A czy Polska powinna stawiać na współpracę z Rosją?
Polska polityka wschodnia wymaga jednoznacznego wyboru strategii i kierunku. Należy bezwzględnie zrezygnować z wiary, że Polska może coś poważnego osiągnąć przez postawienie na współpracę z Moskwą. Nie, tam nie mamy żadnych szans. Musimy w sposób jednoznaczny przyjąć - i to jako długotrwałą strategię państwa - kurs na współpracę, zaangażowanie i sojusz nie z Rosją, ale z krajami i narodami byłego Związku Sowieckiego: z krajami bałtyckimi, Białorusinami, Ukrainą, Mołdawią, Gruzją i krajami Kaukazu Południowego, jeśli możliwe nawet z Azją Środkową. Tylko na tym obszarze i tylko przy takim jednoznacznym podejściu Polska ma jakąś szansę odegrać poważniejszą rolę w regionie.
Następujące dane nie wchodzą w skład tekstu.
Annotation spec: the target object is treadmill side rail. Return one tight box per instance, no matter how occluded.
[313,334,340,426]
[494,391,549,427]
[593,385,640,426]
Ale najważniejsze kierunki to Białoruś, Ukraina, Gruzja i Litwa, stosunki z którą wcześniej czy później, z obiektywnych potrzeb polityki, muszą ulec poprawie.
Zatem czy Polska dobrze realizuje dziś koncepcję polskiej polityki wschodniej, którą pół wieku temu sformułował Jerzy Giedroyc?
Tu powiem bardzo krótko. Przypomnijmy jedynie kilka pryncypiów. Jerzy Giedroyc podkreślał konieczność dobrych stosunków z Rosją, ale z Rosją demokratyczną! Ale dalej już stawiał na konieczność jak najbliższej współpracy i sojuszu z krajami ULB. A co znaczy ten już nieco zapomniany skrót ULB? – znowu to samo: Ukraina-Litwa-Białoruś!
- rozmawiał Adam Tycner
Stypendia dla demokratycznej elity
W 2006 roku po wyborach prezydenckich na Białorusi, które w zgodnej opinii organizacji opozycyjnych i obserwatorów OBWE zostały sfałszowane, w kraju wybuchły protesty. Władze odpowiedziały na nie represjami. Niemal trzystu studentów, którzy uczestniczyli w kampaniach wyborczych opozycyjnych kandydatów lub brali udział w demonstracjach, zostało relegowanych z białoruskich uniwersytetów.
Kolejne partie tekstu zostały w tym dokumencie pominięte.